Looks like former Mitt Romney fundraiser, Alan Fabian, needs some fundraising himself, and it’s not just to cover the legal costs of his impending criminal trial. Two firms that represented him in bankruptcy proceedings in Maryland, Hogan & Hartson and Venable, have asked to be removed from Fabian’s case. The cause? Fabian has not paid his legal fees.
Hogan & Hartson attorneys, Mark Gately and Lauren Schultz Colton, who were representing Fabian’s Baltimore-based company called the Centre for Management and Technology, Inc., filed a motion to withdraw from the case on September 10, begging off the representation because “CMAT has not paid its outstanding legal bills for Hogan & Hartson’s representation in this matter.”

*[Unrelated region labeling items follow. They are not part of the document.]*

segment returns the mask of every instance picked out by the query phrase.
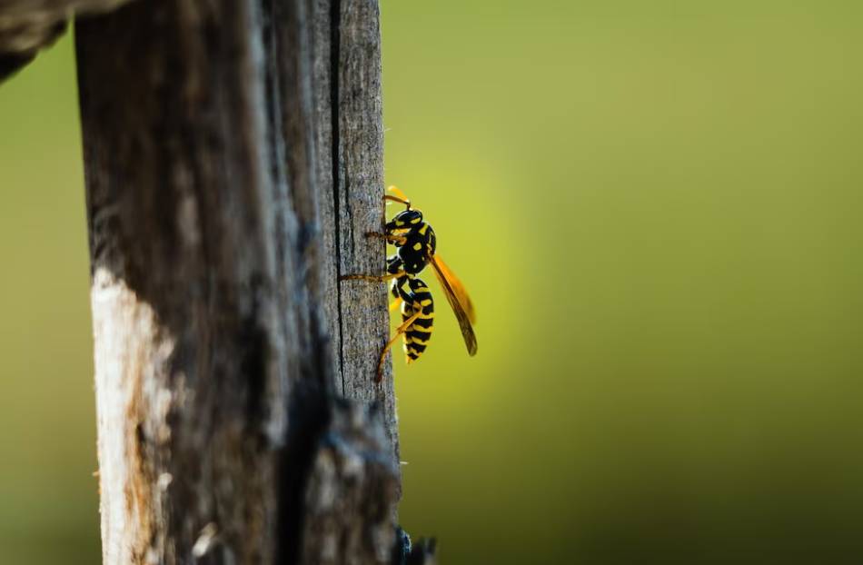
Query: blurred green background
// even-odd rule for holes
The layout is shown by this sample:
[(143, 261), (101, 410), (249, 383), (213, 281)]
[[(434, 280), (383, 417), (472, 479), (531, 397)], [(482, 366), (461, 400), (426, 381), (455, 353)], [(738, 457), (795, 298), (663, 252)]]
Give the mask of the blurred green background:
[[(863, 7), (382, 6), (387, 181), (479, 313), (477, 357), (439, 300), (397, 361), (404, 527), (441, 564), (859, 563)], [(78, 127), (66, 37), (0, 86), (4, 564), (99, 560)]]

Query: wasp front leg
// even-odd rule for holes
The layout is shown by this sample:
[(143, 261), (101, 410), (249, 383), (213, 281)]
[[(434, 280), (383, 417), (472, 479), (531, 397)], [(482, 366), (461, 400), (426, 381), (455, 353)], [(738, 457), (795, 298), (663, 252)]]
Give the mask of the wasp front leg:
[(365, 236), (382, 239), (386, 241), (387, 243), (392, 243), (397, 247), (404, 245), (408, 241), (408, 238), (404, 237), (403, 235), (396, 235), (395, 233), (381, 233), (379, 232), (366, 232)]
[(406, 277), (404, 264), (398, 255), (387, 258), (387, 272), (384, 274), (342, 274), (340, 281), (370, 281), (372, 282), (385, 282), (392, 279)]

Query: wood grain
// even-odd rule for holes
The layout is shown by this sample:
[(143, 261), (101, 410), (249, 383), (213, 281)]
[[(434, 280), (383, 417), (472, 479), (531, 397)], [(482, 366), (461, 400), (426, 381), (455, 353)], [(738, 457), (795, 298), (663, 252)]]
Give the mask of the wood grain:
[(376, 2), (140, 0), (76, 42), (104, 562), (388, 562), (386, 292), (337, 282), (383, 265)]

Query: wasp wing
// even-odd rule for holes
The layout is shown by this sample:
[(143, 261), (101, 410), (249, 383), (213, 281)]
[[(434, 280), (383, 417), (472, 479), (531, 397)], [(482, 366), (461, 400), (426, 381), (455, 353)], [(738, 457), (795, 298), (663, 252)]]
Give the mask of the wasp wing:
[(459, 277), (455, 276), (450, 267), (443, 263), (443, 259), (441, 258), (441, 255), (434, 255), (434, 261), (437, 262), (438, 267), (441, 269), (441, 274), (443, 275), (443, 278), (450, 283), (452, 292), (459, 299), (461, 308), (464, 309), (464, 312), (468, 315), (468, 320), (471, 321), (471, 323), (475, 324), (476, 310), (474, 310), (473, 302), (471, 302), (471, 297), (468, 296), (468, 292), (464, 290), (464, 285), (461, 284), (461, 281), (460, 281)]
[[(429, 255), (429, 263), (434, 267), (434, 274), (438, 277), (438, 281), (441, 282), (441, 286), (443, 287), (443, 293), (446, 294), (447, 302), (450, 302), (450, 307), (452, 308), (452, 312), (455, 312), (455, 317), (459, 321), (459, 327), (461, 328), (461, 337), (464, 338), (464, 344), (468, 347), (468, 353), (471, 356), (476, 355), (476, 334), (473, 333), (471, 319), (468, 317), (467, 312), (464, 312), (464, 308), (461, 306), (458, 295), (450, 284), (449, 279), (434, 255)], [(467, 295), (465, 294), (465, 296)]]

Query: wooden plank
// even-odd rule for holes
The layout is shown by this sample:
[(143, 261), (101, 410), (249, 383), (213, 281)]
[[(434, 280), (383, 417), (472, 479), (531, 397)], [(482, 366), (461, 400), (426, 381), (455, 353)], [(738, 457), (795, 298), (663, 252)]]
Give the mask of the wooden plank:
[[(323, 4), (140, 0), (79, 24), (104, 563), (393, 547), (385, 290), (336, 282), (383, 263), (362, 237), (383, 212), (377, 5)], [(355, 484), (354, 511), (325, 499)]]

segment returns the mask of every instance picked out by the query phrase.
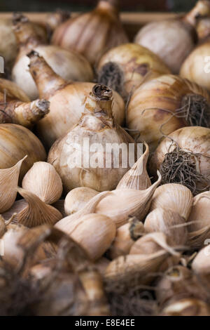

Venable attorneys—James Gray, David Rice, Lisa Tancredi, and Mark Maneche—mirrored that motion ten days later. Venable was representing Fabian, his wife Jacqueline Richards-Fabian, and Ocean Quest, an entity in which Fabian was a shareholder. As stated in the firm’s motion to withdraw, “the Fabians, and Ocean Quest defendants in these and other adversary proceedings, as well as in related litigation matters, Venable has accrued substantial unpaid legal fees and costs, many of which are past due by 12 months.”
Both firms reference Fabian’s recent criminal indictment back in August as a reason why they probably won’t get paid any time soon. Once a high-rolling, GOP campaign fundraiser, Fabian been charged with mail fraud, money laundering, bankruptcy fraud, perjury, and obstruction of justice for allegedly defrauding companies out of $32 million, and prosecutors are putting a chokehold on his assets.
Prosecutors and law firms might be trying to get their hands on his money, but GOP campaigns can’t get away from Fabian funds quickly enough. According to this piece in The Hill, not only has Romney ditched the Maryland businessman’s tainted cash, but so has presidential hopeful —pardon me, my wife is calling—Rudy Giuliani.